The main theories of syllable formation and syllable division.

There are several theories of syllable formation and syllable division and none of them is shared by all linguists.

The most ancient theory states that there are as many syllables in a word as there are vowels. This theory is primitive and insufficient since it does not take into consideration consonants which also can form syllables in some languages, neither does it explain the boundary of syllables.

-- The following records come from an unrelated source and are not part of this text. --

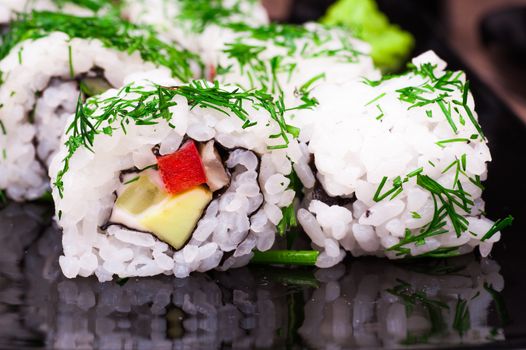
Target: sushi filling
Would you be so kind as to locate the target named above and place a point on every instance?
(168, 200)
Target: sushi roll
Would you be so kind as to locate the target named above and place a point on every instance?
(157, 177)
(47, 59)
(192, 22)
(287, 59)
(10, 9)
(399, 165)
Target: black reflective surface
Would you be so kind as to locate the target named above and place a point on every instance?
(366, 303)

The so-called breath-puff (expiratory, chest-pulse, or pressure) theory is based on the fact that expiration in speech is not a continuous and uninterrupted process as it is in ordinary breathing, but a pulsating one. According to this theory there are as many syllables in a word as there are expiration pulses made during its utterance, because each syllable corresponds to a single expiration. Each vowel sound is pronounced with a fresh expiration, so vowel sounds are always syllabic. The borderline between the syllables is, according to this theory, at the point where a fresh expiratory pulse begins that is the moment of the weakest expiration. The American scholar Stetson tried to prove the validity of the expiratory theory of the syllable by an instrumental investigation of syllable formation and syllable division, the results of which he published in 1951 in his book Motor Phonetics, a Study of Speech Movements in Action. He used a number of instrumental techniques to record the lip, tongue and chest movements and to measure variations in the lung and subglottic air pressure during phonation.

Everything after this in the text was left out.